This course considers a selection of stories told by immigrants to both the U.K. and the U.S. as we find them portrayed in various literary texts (short stories, poems, novels).
The authors to be included in this excursion into the “Literature of migration” come from diverse places (India, Pakistan, Sri Lanka…); their stories and poems – situated both in those countries and cultures that they now call their home and in those that they left behind – span around many different topics and (immigrant) experiences. And yet they all have something in common: they have chosen to write in the language of the country they have migrated to, i.e. in English.
In their short stories, novels and poems, authors such as Hanif Kureishi, Jhumpa Lahiri or Michael Ondaatje give immigrants a voice.
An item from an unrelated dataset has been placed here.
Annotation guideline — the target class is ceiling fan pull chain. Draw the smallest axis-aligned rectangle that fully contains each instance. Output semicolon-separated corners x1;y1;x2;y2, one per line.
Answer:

As students of the English language and culture we should be aware of these voices. In this course we will therefore take a closer look at selected examples and discuss some of the key questions raised in this particular field of literature.
(All texts will be distributed in class. They are taken from, for example, Jhumpa Lahiri’s the interpreter of maladies and unaccustomed earth; Hanif Kureishi, Salman Rushdie and Muriel Spark’s stories collected in Caught between Cultures: Colonial and Postcolonial Short Stories (Klett); Michael Ondaatje’s The Cinnamon Peeler and In the Skin of a Lion and Khaled Hosseini’s The Kite Runner)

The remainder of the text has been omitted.